Possible to Share In-Memory Data Between 2 Separate Processes

Possible to share in-memory data between 2 separate processes?

Without some deep and dark rewriting of the Python core runtime (to allow forcing of an allocator that uses a given segment of shared memory and ensures compatible addresses between disparate processes) there is no way to "share objects in memory" in any general sense. That list will hold a million addresses of tuples, each tuple made up of addresses of all of its items, and each of these addresses will have be assigned by pymalloc in a way that inevitably varies among processes and spreads all over the heap.

On just about every system except Windows, it's possible to spawn a subprocess that has essentially read-only access to objects in the parent process's space... as long as the parent process doesn't alter those objects, either. That's obtained with a call to os.fork(), that in practice "snapshots" all of the memory space of the current process and starts another simultaneous process on the copy/snapshot. On all modern operating systems, this is actually very fast thanks to a "copy on write" approach: the pages of virtual memory that are not altered by either process after the fork are not really copied (access to the same pages is instead shared); as soon as either process modifies any bit in a previously shared page, poof, that page is copied, and the page table modified, so the modifying process now has its own copy while the other process still sees the original one.

This extremely limited form of sharing can still be a lifesaver in some cases (although it's extremely limited: remember for example that adding a reference to a shared object counts as "altering" that object, due to reference counts, and so will force a page copy!)... except on Windows, of course, where it's not available. With this single exception (which I don't think will cover your use case), sharing of object graphs that include references/pointers to other objects is basically unfeasible -- and just about any objects set of interest in modern languages (including Python) falls under this classification.

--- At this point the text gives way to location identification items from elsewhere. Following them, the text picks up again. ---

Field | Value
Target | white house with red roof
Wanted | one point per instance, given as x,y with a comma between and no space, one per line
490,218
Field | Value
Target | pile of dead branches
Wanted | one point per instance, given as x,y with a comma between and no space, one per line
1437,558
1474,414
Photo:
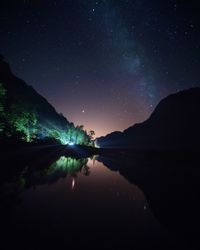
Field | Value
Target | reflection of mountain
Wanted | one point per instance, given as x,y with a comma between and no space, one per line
59,169
171,186
174,124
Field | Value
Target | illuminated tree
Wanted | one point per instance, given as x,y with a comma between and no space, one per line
23,122
2,106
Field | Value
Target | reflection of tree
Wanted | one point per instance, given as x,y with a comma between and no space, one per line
86,170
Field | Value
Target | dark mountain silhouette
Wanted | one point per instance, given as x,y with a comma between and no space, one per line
16,97
18,90
173,125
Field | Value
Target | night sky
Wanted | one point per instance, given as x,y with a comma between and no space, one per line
104,64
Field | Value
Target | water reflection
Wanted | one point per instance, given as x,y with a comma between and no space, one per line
100,197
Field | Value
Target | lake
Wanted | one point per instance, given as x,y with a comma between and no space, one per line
80,203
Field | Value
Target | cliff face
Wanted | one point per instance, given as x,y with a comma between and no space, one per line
20,103
174,124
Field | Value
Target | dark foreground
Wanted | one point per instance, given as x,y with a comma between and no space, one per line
56,197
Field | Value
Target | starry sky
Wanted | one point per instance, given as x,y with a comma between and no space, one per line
106,63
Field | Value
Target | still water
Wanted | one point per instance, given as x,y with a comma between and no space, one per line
80,203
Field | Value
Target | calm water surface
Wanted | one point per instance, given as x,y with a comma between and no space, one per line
82,203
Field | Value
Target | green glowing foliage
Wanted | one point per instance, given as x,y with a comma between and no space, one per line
23,122
2,106
18,120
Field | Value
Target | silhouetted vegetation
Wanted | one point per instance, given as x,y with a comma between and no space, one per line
27,116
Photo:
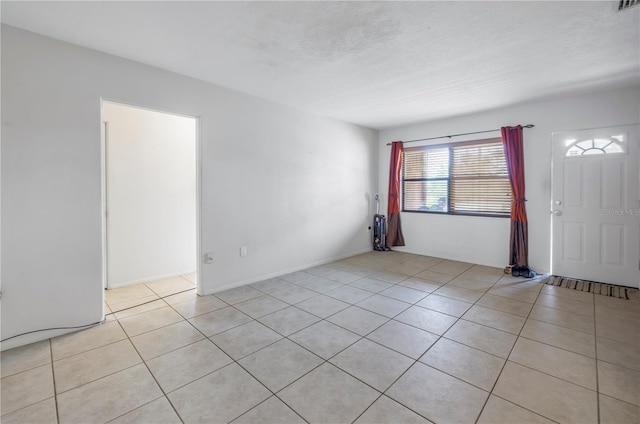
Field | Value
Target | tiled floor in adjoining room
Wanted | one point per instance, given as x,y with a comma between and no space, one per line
383,337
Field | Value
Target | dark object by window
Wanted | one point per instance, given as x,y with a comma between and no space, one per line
468,178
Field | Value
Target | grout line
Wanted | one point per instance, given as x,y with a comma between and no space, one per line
595,342
53,377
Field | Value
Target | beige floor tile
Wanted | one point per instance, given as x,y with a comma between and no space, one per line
388,276
43,412
322,270
618,353
280,364
466,363
245,339
495,319
483,273
220,320
192,277
566,304
484,338
446,305
26,388
109,397
423,261
371,284
450,267
569,366
166,339
568,293
182,366
471,284
499,411
126,294
563,319
322,306
358,320
562,337
298,276
198,306
372,363
151,320
618,382
260,306
169,286
547,395
426,319
86,367
349,294
615,303
134,303
337,397
318,284
403,338
294,295
289,320
386,410
510,280
145,307
383,305
420,284
522,294
271,411
612,326
82,341
324,339
438,396
24,358
621,316
235,393
465,295
504,304
238,294
157,412
614,411
272,285
405,269
436,277
181,297
404,294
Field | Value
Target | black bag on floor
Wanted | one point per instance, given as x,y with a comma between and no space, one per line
379,232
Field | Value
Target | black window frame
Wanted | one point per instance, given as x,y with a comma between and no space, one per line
501,174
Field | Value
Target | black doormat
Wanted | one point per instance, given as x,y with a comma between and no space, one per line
611,290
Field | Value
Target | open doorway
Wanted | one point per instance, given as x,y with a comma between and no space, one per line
150,197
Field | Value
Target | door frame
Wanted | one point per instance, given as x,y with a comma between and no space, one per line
103,176
551,193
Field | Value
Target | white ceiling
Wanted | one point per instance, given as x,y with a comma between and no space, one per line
377,64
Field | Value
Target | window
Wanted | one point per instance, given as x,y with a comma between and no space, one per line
468,178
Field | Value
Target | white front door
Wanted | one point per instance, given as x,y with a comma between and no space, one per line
596,217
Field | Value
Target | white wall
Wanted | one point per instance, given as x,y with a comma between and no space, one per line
151,194
486,240
294,188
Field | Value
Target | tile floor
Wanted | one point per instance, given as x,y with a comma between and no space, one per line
383,337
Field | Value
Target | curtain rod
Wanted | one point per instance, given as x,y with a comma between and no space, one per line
458,135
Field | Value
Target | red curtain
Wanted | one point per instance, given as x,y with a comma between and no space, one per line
394,229
519,240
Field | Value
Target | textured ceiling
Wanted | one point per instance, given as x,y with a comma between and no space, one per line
378,64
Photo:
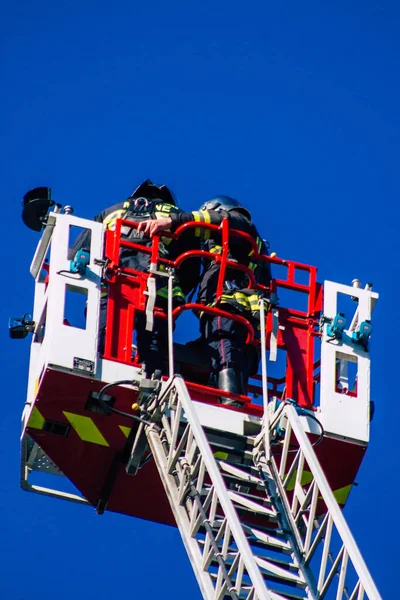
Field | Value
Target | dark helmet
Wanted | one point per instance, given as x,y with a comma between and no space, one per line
149,190
225,203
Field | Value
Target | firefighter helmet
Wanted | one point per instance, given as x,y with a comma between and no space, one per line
149,190
225,203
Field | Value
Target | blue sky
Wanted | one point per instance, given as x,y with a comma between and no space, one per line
291,108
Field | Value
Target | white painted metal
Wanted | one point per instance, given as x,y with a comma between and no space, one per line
232,556
342,414
54,342
332,537
264,378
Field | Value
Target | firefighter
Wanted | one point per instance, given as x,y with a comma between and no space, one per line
233,361
148,201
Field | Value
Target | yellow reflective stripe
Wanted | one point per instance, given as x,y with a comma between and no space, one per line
36,420
306,477
342,494
198,218
165,208
176,292
125,430
207,219
109,221
221,455
86,429
252,266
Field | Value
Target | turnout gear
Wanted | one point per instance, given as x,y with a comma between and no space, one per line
148,201
226,203
232,360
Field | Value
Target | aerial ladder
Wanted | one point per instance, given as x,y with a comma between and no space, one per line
255,490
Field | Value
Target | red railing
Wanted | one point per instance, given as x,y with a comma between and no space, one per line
297,329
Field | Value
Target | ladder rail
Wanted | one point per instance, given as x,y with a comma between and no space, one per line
179,456
304,503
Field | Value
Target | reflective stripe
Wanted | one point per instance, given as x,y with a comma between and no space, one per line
86,429
176,292
110,220
207,219
125,430
197,217
163,215
342,494
36,420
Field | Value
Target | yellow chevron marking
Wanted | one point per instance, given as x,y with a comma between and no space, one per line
221,455
36,420
36,387
125,430
305,478
86,429
342,494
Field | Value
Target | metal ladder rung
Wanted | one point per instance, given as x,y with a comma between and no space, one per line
267,539
251,506
238,473
268,568
275,595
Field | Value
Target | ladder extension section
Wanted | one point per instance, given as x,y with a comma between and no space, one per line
252,528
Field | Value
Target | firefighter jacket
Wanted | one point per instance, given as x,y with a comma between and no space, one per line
237,296
139,209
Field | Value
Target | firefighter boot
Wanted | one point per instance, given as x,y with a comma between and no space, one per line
228,381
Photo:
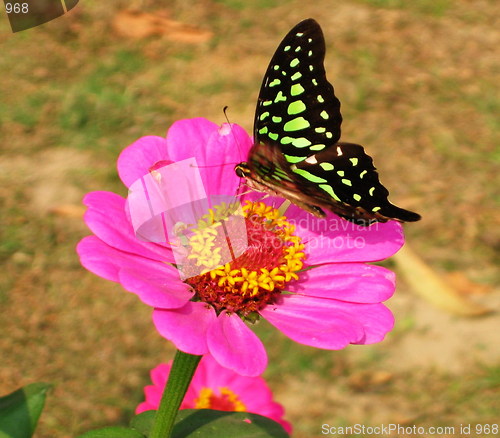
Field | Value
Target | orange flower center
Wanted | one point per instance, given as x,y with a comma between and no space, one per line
226,400
272,257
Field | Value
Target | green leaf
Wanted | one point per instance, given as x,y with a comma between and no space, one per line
208,423
143,422
113,432
20,410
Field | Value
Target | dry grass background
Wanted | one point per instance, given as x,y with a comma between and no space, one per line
418,84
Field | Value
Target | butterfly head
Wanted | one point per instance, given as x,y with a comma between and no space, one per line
242,170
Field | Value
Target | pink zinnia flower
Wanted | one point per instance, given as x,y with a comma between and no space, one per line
306,276
216,387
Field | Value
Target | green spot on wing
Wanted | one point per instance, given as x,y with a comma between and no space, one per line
292,159
328,189
280,97
309,176
296,124
296,107
296,89
286,140
326,166
301,142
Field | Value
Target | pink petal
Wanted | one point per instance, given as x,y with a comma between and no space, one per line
317,322
136,159
106,218
236,347
354,282
186,327
187,138
103,260
334,239
377,321
217,151
154,282
226,148
156,286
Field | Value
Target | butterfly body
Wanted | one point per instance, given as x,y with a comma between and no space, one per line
297,154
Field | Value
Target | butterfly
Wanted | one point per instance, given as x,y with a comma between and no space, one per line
297,154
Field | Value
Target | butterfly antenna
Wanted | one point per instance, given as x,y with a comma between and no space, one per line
224,110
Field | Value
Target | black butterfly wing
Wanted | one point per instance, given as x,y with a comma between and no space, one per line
297,110
296,152
348,177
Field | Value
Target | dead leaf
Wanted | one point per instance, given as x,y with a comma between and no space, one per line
68,210
367,380
467,287
137,25
433,287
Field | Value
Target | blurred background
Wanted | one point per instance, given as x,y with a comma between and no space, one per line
418,82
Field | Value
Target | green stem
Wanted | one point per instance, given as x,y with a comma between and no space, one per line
179,379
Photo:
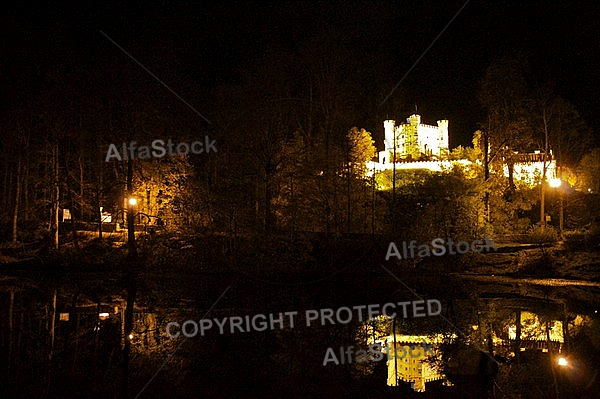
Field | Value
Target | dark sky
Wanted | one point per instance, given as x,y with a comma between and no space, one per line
196,47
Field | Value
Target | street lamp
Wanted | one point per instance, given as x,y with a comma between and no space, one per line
562,362
556,183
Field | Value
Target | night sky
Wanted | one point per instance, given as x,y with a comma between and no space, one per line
195,48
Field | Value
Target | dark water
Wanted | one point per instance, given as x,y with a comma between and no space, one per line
61,336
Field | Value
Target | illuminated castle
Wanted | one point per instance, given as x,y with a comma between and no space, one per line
415,145
413,140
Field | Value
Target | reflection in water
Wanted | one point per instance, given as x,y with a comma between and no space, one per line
499,339
512,344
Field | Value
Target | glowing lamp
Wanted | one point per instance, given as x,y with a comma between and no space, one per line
555,183
562,362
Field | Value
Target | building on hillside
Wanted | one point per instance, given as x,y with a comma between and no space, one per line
413,140
419,146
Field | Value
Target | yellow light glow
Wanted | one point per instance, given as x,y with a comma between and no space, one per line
562,362
555,183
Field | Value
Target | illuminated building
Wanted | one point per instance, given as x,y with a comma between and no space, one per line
419,146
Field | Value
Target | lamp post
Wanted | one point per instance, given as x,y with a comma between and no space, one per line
556,183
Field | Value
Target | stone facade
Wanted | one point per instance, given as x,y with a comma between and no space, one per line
413,140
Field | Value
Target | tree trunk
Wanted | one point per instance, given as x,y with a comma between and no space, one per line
17,199
56,197
51,353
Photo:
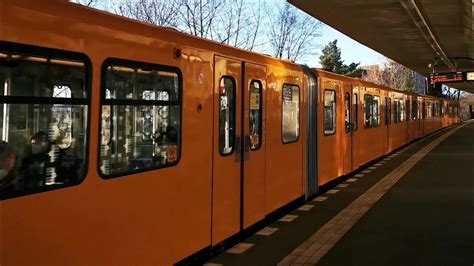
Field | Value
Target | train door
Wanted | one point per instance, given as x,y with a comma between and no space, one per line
347,139
253,144
311,88
388,121
355,127
239,150
227,151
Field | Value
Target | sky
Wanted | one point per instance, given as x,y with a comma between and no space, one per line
351,50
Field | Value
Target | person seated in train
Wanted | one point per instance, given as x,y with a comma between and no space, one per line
7,167
33,167
46,164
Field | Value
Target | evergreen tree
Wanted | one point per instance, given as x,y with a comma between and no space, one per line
330,60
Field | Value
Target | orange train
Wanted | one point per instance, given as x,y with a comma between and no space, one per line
129,144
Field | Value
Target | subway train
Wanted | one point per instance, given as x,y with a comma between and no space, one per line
123,143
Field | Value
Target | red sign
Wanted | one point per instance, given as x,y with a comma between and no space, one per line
446,77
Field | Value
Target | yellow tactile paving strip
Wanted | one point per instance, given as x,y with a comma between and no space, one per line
314,248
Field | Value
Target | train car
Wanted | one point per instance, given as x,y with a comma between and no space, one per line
128,144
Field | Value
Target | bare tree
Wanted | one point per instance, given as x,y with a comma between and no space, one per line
236,26
396,76
197,17
291,33
157,12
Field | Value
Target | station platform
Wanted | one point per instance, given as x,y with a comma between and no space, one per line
414,207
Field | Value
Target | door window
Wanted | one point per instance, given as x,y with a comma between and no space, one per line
255,116
329,112
227,115
290,113
347,111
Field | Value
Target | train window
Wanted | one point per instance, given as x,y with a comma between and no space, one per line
255,122
329,112
407,110
388,111
429,113
414,109
371,111
290,113
141,117
399,109
226,115
356,111
43,119
347,111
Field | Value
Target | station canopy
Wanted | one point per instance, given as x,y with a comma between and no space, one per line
415,33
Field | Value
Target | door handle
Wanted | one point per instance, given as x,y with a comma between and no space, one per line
238,149
246,147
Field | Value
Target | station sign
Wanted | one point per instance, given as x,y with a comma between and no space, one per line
469,76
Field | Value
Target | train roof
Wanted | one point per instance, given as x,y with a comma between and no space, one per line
116,22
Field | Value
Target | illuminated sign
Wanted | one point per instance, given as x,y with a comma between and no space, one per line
446,77
470,76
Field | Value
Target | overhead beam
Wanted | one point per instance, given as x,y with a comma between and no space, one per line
412,9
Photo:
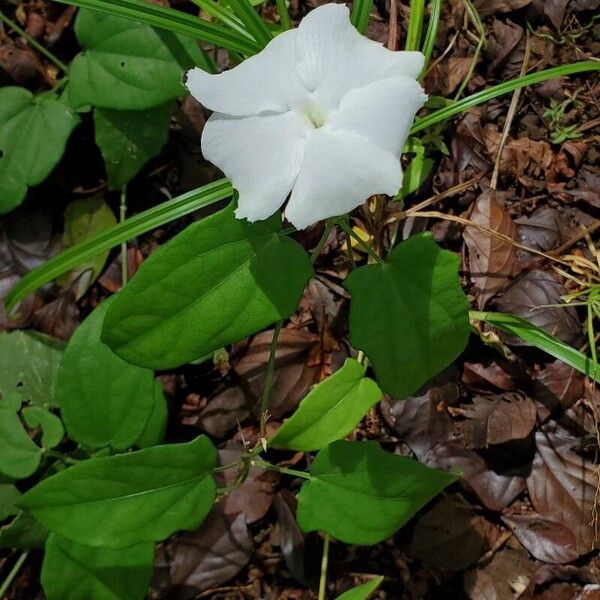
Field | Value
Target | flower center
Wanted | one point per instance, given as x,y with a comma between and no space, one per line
314,115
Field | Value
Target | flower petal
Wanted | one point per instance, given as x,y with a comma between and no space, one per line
339,172
266,82
261,156
332,57
382,111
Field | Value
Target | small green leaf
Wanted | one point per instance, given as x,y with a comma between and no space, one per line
217,282
29,363
360,494
19,456
9,495
52,427
154,431
83,220
128,139
73,572
409,315
330,411
127,65
33,135
103,400
23,532
362,592
128,499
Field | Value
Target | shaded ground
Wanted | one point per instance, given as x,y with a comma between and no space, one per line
520,426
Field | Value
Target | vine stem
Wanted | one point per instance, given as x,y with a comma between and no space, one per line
324,565
264,404
34,43
13,573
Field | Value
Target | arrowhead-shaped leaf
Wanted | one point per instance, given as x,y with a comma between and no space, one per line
360,494
409,315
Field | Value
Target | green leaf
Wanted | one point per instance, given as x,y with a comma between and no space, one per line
83,220
175,21
362,592
154,431
330,411
103,400
29,362
19,456
33,135
119,501
253,24
23,532
52,427
9,495
360,494
361,11
130,228
409,314
128,139
71,571
541,339
215,283
127,65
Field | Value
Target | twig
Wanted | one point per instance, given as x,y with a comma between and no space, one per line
34,43
512,110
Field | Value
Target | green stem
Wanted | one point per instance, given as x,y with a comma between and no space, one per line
13,573
264,404
324,565
432,27
34,44
415,25
261,464
284,15
319,247
122,215
350,233
443,114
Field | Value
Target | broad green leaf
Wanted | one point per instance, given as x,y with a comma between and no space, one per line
127,65
19,456
362,592
71,571
330,411
33,135
52,427
29,362
128,499
154,431
217,282
409,315
103,400
138,224
360,494
128,139
9,495
23,532
83,220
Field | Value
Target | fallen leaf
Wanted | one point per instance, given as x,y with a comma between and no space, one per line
496,419
533,296
563,486
546,540
492,261
211,555
450,536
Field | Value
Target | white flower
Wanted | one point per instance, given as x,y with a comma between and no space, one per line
322,112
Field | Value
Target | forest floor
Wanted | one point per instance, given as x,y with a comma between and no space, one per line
521,427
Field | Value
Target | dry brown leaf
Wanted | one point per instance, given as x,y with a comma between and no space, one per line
496,419
562,486
492,261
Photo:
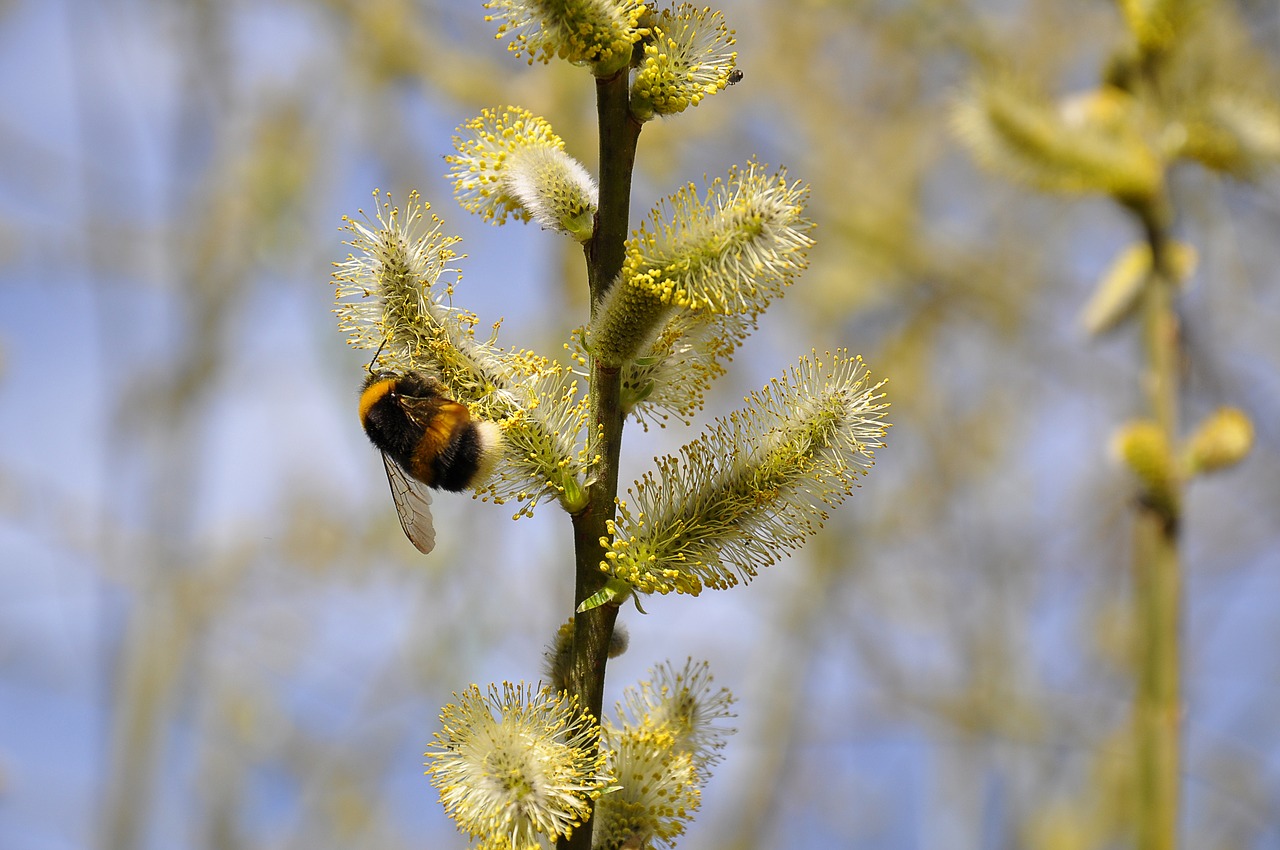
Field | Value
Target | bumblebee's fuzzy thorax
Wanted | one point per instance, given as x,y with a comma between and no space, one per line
429,435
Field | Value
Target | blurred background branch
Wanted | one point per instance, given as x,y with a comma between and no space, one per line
213,633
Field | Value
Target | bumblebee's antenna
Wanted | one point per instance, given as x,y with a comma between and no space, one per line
376,355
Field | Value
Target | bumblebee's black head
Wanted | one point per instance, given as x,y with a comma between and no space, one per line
384,417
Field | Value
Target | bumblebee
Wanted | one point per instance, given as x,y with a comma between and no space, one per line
428,441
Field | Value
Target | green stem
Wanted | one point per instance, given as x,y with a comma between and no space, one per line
1157,574
593,630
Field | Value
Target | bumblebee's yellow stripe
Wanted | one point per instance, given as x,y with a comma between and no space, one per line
373,394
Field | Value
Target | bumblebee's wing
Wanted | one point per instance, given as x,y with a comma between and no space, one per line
412,505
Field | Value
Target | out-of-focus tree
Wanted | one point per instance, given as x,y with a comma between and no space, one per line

In extreme (but sufficiently simple) cases one can obtain sharing by renouncing the native memory representation of such object graphs. For example, a list of a million tuples each with sixteen floats could actually be represented as a single block of 128 MB of shared memory -- all the 16M floats in double-precision IEEE representation laid end to end -- with a little shim on top to "make it look like" you're addressing things in the normal way (and, of course, the not-so-little-after-all shim would also have to take care of the extremely hairy inter-process synchronization problems that are certain to arise;-). It only gets hairier and more complicated from there.

Modern approaches to concurrency are more and more disdaining shared-anything approaches in favor of shared-nothing ones, where tasks communicate by message passing (even in multi-core systems using threading and shared address spaces, the synchronization issues and the performance hits the HW incurs in terms of caching, pipeline stalls, etc, when large areas of memory are actively modified by multiple cores at once, are pushing people away).

For example, the multiprocessing module in Python's standard library relies mostly on pickling and sending objects back and forth, not on sharing memory (surely not in a R/W way!-).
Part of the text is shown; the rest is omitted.